You will also need freshly squeezed lemon juice. I show you in this post how I juice and store lemons.

The last thing you will need is orange zest. (or basically tiny pieces or orange peel. My sister bought me this nifty tool that made the zest the perfect size. The recipe calls for 1 TB of zest, I found that one medium size orange gives you about that much, maybe a little more.

  The Process:

In the recipe you will use 1 part blackberries to 2 parts blueberries. So I used 2- 6oz containers of blackberries to 4- 6oz containers of blueberries. As a note, I have done a 1:1 ratio (3 containers of each) and that is delicious too, but you have a lot more little seeds from the blackberries to deal with. It just depends on your taste!

Rinse them well and pick through to make sure you get rid of the bad ones. This may look like a lot of berries to you because I actually doubled the recipe for my batch. -It really is that yummy!

The original recipe says to mash up the berries, but I prefer to blend mine. So blend away!

Pour the blueberry mush into a large pot.

Blend the blackberries and mix that in with the blueberries. I love the blackberry color.
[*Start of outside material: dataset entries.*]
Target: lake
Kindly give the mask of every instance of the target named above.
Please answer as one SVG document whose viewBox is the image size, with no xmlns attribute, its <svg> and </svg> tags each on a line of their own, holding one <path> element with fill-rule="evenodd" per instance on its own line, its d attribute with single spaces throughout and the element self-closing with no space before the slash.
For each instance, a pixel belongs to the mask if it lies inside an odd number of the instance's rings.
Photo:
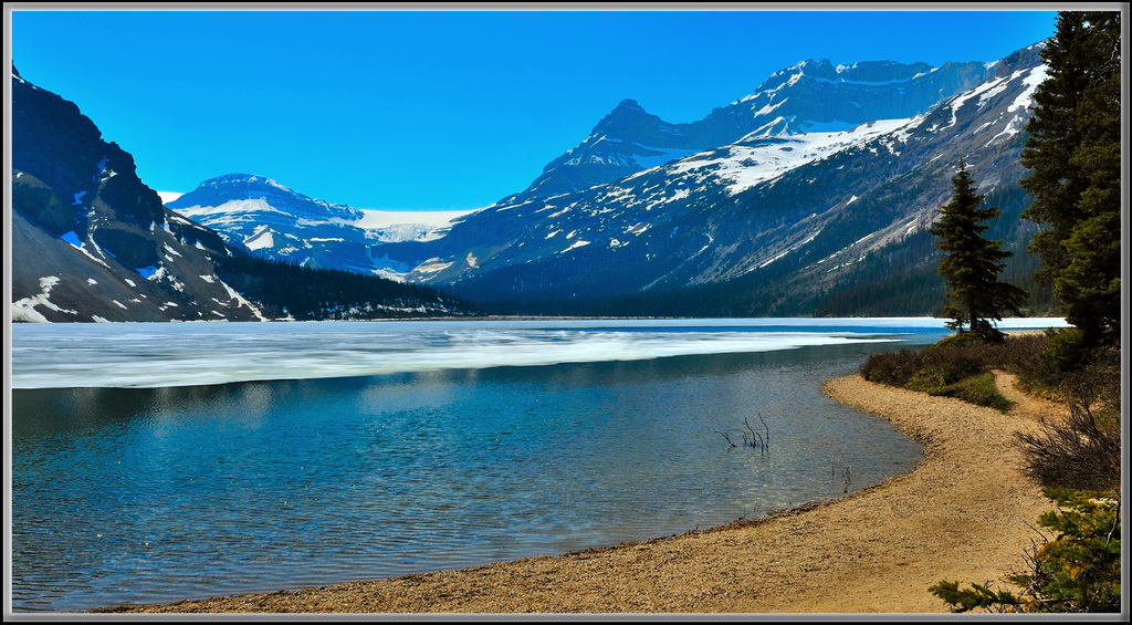
<svg viewBox="0 0 1132 625">
<path fill-rule="evenodd" d="M 942 324 L 17 324 L 12 608 L 460 568 L 839 497 L 921 450 L 821 383 Z M 731 446 L 745 423 L 769 444 Z"/>
</svg>

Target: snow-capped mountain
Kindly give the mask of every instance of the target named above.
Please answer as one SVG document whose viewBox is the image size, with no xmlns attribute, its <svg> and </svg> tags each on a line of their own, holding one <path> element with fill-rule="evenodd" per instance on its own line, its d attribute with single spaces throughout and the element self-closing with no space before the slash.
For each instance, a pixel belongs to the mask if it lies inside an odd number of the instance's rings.
<svg viewBox="0 0 1132 625">
<path fill-rule="evenodd" d="M 366 211 L 315 199 L 264 175 L 211 178 L 166 207 L 256 256 L 309 267 L 396 275 L 403 264 L 374 258 L 378 242 L 428 241 L 466 212 Z"/>
<path fill-rule="evenodd" d="M 466 302 L 434 289 L 256 262 L 215 231 L 166 209 L 138 179 L 129 153 L 103 140 L 72 102 L 32 85 L 15 67 L 11 171 L 16 322 L 470 312 Z M 265 182 L 265 192 L 271 189 Z M 357 216 L 333 205 L 317 209 Z"/>
<path fill-rule="evenodd" d="M 669 123 L 636 101 L 624 100 L 580 145 L 548 163 L 528 189 L 500 204 L 615 182 L 744 137 L 840 131 L 910 118 L 974 87 L 992 71 L 977 61 L 935 68 L 892 61 L 834 66 L 811 59 L 771 75 L 746 97 L 691 123 Z"/>
<path fill-rule="evenodd" d="M 981 69 L 962 68 L 964 76 L 980 79 L 903 119 L 800 132 L 806 109 L 798 105 L 790 109 L 798 113 L 783 118 L 784 131 L 761 126 L 738 140 L 571 192 L 541 196 L 528 192 L 540 188 L 532 186 L 470 215 L 443 239 L 385 245 L 375 252 L 411 260 L 410 280 L 458 285 L 481 301 L 628 296 L 723 282 L 738 288 L 743 281 L 743 289 L 762 293 L 764 308 L 752 305 L 738 312 L 792 310 L 803 300 L 812 310 L 815 293 L 856 284 L 854 272 L 866 260 L 915 248 L 919 256 L 902 260 L 900 271 L 934 275 L 925 228 L 950 197 L 960 156 L 983 191 L 1003 203 L 1003 223 L 1014 226 L 1004 238 L 1021 249 L 1032 231 L 1017 219 L 1024 200 L 1017 186 L 1023 174 L 1018 155 L 1030 96 L 1045 76 L 1037 46 L 979 63 Z M 885 71 L 854 74 L 865 69 Z M 887 72 L 895 69 L 895 63 L 840 70 L 800 63 L 773 76 L 764 91 L 807 80 L 823 86 L 841 76 L 839 88 L 859 99 L 858 83 L 889 82 L 907 91 L 910 80 L 943 71 L 906 67 Z M 765 97 L 731 106 L 763 110 Z M 814 123 L 848 123 L 854 118 L 837 112 L 847 101 L 833 99 L 834 112 L 806 117 Z M 806 108 L 818 103 L 815 99 Z M 775 112 L 786 106 L 780 103 Z M 904 109 L 877 104 L 877 110 Z M 651 123 L 657 137 L 672 135 L 661 122 Z M 771 294 L 786 284 L 792 286 Z"/>
</svg>

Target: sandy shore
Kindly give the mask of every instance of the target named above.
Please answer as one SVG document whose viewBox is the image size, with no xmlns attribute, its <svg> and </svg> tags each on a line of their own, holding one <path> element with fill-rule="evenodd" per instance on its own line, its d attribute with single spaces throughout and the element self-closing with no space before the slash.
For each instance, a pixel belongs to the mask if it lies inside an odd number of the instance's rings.
<svg viewBox="0 0 1132 625">
<path fill-rule="evenodd" d="M 907 476 L 837 502 L 706 531 L 463 571 L 128 611 L 169 613 L 945 613 L 940 580 L 1022 570 L 1049 503 L 1019 472 L 1014 433 L 1055 410 L 1000 387 L 1009 414 L 863 380 L 831 397 L 925 445 Z"/>
</svg>

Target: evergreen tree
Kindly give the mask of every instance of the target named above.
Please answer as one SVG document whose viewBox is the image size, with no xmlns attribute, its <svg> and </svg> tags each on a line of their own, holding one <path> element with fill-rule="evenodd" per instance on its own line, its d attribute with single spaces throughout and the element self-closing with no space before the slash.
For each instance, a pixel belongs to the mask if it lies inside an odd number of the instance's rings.
<svg viewBox="0 0 1132 625">
<path fill-rule="evenodd" d="M 950 289 L 944 314 L 947 327 L 970 332 L 986 341 L 1000 341 L 1003 334 L 990 323 L 1005 312 L 1020 314 L 1027 292 L 998 281 L 1004 260 L 1013 256 L 1001 249 L 1002 241 L 985 239 L 986 222 L 998 216 L 997 206 L 983 207 L 984 196 L 976 192 L 967 163 L 959 161 L 959 172 L 951 179 L 954 195 L 940 209 L 940 217 L 928 230 L 938 237 L 936 247 L 944 252 L 940 275 Z"/>
<path fill-rule="evenodd" d="M 1022 214 L 1047 225 L 1030 250 L 1062 314 L 1086 343 L 1120 339 L 1121 20 L 1120 12 L 1064 11 L 1041 57 L 1048 77 L 1034 94 Z"/>
</svg>

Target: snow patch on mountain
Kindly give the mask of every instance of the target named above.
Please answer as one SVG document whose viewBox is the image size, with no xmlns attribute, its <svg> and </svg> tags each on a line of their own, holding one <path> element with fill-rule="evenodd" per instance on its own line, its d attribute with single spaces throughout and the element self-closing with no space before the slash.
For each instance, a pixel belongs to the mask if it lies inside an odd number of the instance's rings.
<svg viewBox="0 0 1132 625">
<path fill-rule="evenodd" d="M 669 165 L 669 170 L 676 174 L 729 180 L 728 192 L 736 195 L 799 166 L 892 132 L 908 121 L 880 120 L 841 132 L 807 132 L 774 138 L 748 135 L 734 145 L 680 160 Z"/>
</svg>

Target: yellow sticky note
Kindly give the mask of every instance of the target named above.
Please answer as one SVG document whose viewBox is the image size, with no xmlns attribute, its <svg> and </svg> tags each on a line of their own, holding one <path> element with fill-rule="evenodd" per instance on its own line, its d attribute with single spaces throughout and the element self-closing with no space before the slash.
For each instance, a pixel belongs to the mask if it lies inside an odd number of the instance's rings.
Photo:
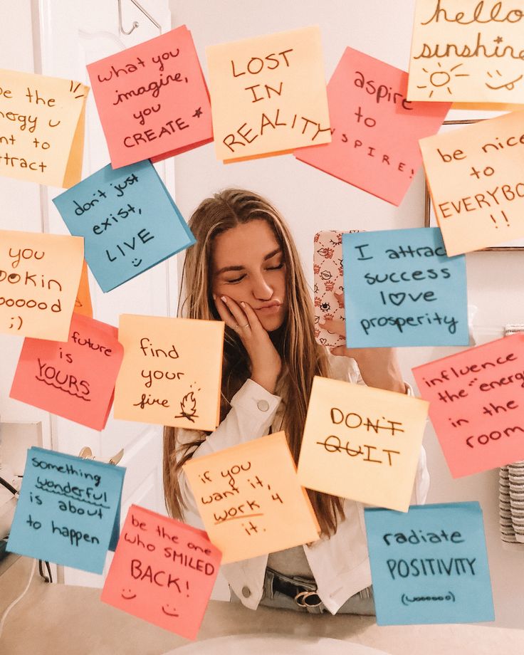
<svg viewBox="0 0 524 655">
<path fill-rule="evenodd" d="M 223 564 L 318 539 L 283 432 L 197 457 L 184 470 Z"/>
<path fill-rule="evenodd" d="M 524 236 L 524 113 L 419 143 L 449 256 Z"/>
<path fill-rule="evenodd" d="M 298 460 L 300 484 L 407 512 L 429 404 L 315 377 Z"/>
<path fill-rule="evenodd" d="M 210 46 L 206 54 L 219 159 L 330 142 L 318 27 Z"/>
<path fill-rule="evenodd" d="M 53 187 L 79 182 L 88 92 L 73 80 L 0 70 L 0 174 Z"/>
<path fill-rule="evenodd" d="M 524 103 L 524 5 L 516 5 L 416 0 L 408 100 Z"/>
<path fill-rule="evenodd" d="M 122 314 L 115 418 L 194 430 L 219 424 L 224 323 Z"/>
<path fill-rule="evenodd" d="M 0 332 L 67 341 L 83 256 L 80 236 L 0 231 Z"/>
</svg>

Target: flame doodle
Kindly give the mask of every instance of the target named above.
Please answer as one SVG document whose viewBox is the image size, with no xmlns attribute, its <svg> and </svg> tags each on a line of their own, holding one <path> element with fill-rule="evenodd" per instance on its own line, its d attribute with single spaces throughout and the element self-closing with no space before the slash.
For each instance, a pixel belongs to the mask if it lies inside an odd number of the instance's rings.
<svg viewBox="0 0 524 655">
<path fill-rule="evenodd" d="M 194 394 L 192 391 L 190 391 L 189 394 L 186 394 L 180 401 L 180 414 L 175 416 L 175 419 L 187 419 L 192 423 L 194 423 L 193 416 L 196 416 L 198 419 L 197 399 L 194 397 Z"/>
</svg>

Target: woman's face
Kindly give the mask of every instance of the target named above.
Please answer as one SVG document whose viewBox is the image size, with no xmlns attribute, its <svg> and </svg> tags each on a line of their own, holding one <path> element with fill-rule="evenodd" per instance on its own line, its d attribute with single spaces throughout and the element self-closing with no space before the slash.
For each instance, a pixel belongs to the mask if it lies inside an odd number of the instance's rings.
<svg viewBox="0 0 524 655">
<path fill-rule="evenodd" d="M 250 305 L 268 332 L 285 318 L 285 278 L 282 248 L 266 221 L 237 225 L 215 239 L 213 293 Z"/>
</svg>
Sorry these pics were so bad, but I was trying to can, take pics, and all the help I had was my 4 year old daughter (who's pink jacket you can see is this picture!)

This is the point that you stir in the pectin and cook.
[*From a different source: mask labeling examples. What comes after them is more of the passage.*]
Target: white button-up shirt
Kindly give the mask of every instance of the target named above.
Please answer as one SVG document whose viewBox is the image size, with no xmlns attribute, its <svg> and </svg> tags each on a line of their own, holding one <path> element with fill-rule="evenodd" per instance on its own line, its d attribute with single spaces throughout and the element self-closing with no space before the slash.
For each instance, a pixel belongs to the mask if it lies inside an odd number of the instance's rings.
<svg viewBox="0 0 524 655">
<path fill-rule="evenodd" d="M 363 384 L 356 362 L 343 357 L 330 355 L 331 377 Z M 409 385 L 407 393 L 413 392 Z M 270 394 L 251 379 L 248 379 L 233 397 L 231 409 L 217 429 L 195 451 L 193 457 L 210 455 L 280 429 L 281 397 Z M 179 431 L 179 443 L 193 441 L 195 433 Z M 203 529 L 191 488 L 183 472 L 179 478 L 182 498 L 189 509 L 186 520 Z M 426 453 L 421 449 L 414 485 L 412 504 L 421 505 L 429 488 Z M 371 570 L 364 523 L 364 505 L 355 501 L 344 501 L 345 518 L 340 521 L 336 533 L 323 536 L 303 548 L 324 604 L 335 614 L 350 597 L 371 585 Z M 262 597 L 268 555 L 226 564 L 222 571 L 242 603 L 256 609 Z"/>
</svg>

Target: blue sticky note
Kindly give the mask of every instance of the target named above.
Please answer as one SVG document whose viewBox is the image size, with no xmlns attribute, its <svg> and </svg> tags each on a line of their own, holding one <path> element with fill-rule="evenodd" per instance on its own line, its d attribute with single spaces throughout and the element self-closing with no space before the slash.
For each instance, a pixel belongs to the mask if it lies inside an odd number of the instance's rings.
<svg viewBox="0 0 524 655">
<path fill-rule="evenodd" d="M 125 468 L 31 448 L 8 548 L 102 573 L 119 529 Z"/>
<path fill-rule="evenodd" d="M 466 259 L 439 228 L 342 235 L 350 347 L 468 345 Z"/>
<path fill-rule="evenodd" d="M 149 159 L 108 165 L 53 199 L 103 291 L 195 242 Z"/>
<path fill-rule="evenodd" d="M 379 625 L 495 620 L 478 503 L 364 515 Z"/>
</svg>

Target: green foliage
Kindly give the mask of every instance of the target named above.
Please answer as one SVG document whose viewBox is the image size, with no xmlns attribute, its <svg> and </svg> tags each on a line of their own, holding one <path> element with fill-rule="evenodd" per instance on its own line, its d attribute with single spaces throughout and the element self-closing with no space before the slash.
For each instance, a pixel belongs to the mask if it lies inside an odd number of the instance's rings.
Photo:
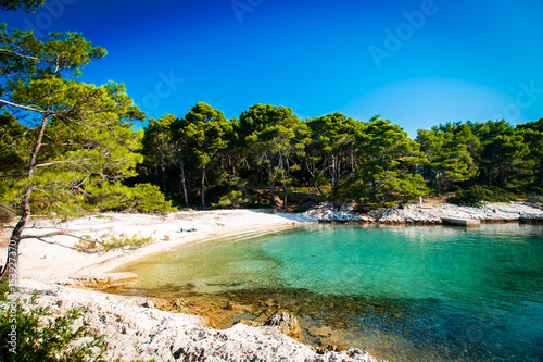
<svg viewBox="0 0 543 362">
<path fill-rule="evenodd" d="M 54 315 L 50 308 L 39 307 L 37 295 L 29 299 L 9 297 L 5 283 L 0 289 L 0 360 L 13 362 L 103 361 L 103 338 L 83 338 L 89 324 L 79 310 Z M 10 334 L 16 333 L 16 347 Z M 16 353 L 10 349 L 14 347 Z"/>
<path fill-rule="evenodd" d="M 241 208 L 245 205 L 251 200 L 243 196 L 243 191 L 230 191 L 223 196 L 217 203 L 213 203 L 214 208 Z"/>
<path fill-rule="evenodd" d="M 417 142 L 428 158 L 425 174 L 438 195 L 476 175 L 478 168 L 468 151 L 473 137 L 470 128 L 460 124 L 418 130 Z"/>
<path fill-rule="evenodd" d="M 85 194 L 83 205 L 93 211 L 165 213 L 177 210 L 172 207 L 172 201 L 165 199 L 160 187 L 151 184 L 128 187 L 119 183 L 93 183 L 86 188 Z"/>
<path fill-rule="evenodd" d="M 411 171 L 426 160 L 400 126 L 376 116 L 358 132 L 356 145 L 358 167 L 334 190 L 341 201 L 390 207 L 428 194 L 422 177 Z"/>
<path fill-rule="evenodd" d="M 123 250 L 138 249 L 151 242 L 154 242 L 154 238 L 152 236 L 143 237 L 139 234 L 127 236 L 124 233 L 119 235 L 114 235 L 110 233 L 101 235 L 98 239 L 92 239 L 89 236 L 84 237 L 83 240 L 79 240 L 75 245 L 75 248 L 79 251 L 92 253 L 92 252 L 104 252 L 117 249 L 123 249 Z"/>
</svg>

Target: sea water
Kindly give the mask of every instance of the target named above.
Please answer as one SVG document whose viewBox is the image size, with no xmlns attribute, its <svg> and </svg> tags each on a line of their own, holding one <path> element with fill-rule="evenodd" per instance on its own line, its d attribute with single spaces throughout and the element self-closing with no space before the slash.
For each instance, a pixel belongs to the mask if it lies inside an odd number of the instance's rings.
<svg viewBox="0 0 543 362">
<path fill-rule="evenodd" d="M 543 225 L 308 225 L 123 271 L 140 277 L 126 294 L 274 298 L 391 362 L 543 361 Z"/>
</svg>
It is about this time that I like to boil the sealing caps. You just need to boil them for a few minutes, or longer. It is pretty flexible.

Mix in the sugar, zest, and juice and cook some more. (Sorry again for the blur!- ahhh)

When it is done cooking, set it off the burner. You can scrape off the foam that forms on the top. It makes the jars prettier because you don't have this weird foam layer on the top when you open them. I have found that if you let the berry mixture sit for a few minutes (maybe 5-10 minutes) that the foam is so much easier to scrape off. You can see that right here. It just came right off so easily!

Next is to pour the jam into the jars and fill with a 1/4 inch allowance on the top.

Wipe the lip clean so that the cap will adhere and seal.

Take the lid out with one of these nifty magnetic tools.

Place it on the jar and screw on the outside ring.

Place them in your boiling canner for 15 minutes.

Take out the jars and place on your counter. You will start to hear the magical sound of popping as the cans seal. You can see that the jar in the middle back has already sealed because of the indentation in the center! I leave the jars there overnight to cool and then check to see if any didn't seal in the morning. I had one that didn't, so that means it is the first to get eaten! Yeah!!!

Open up a jar and get munching! You will love how it tastes! It is great on sandwiches, toast, and a personal favorite, waffles!

It is worth every minute you took to make it... trust me! (p.s.- Beware of giving jars away, you will get requests for more! :)
The Recipe:

Berry Citrus Jam

Yields: about 7 half-pints
Ingredients:
4- 6oz containers of blueberries
2- 6oz containers of blackberries
1 Tablespoon orange zest
1/3 cup lemon juice
5 cups of sugar
1 package pectin
Directions:
Blend the berries. Combine with pectin in a large pot and bring to a  boil, stirring frequently. Add the sugar and stir until dissolved. Stir in the orange zest and lemon juice. Bring to a rolling boil and boil hard for 1 minute stirring constantly. Remove from heat. Skim off foam. Fill hot jars with jam leaving a 1/4 inch space at top. Add the sealer cap and ring cap. Place in boiling canner for 15 minutes. Remove from canner and leave on counter to cool. Enjoy!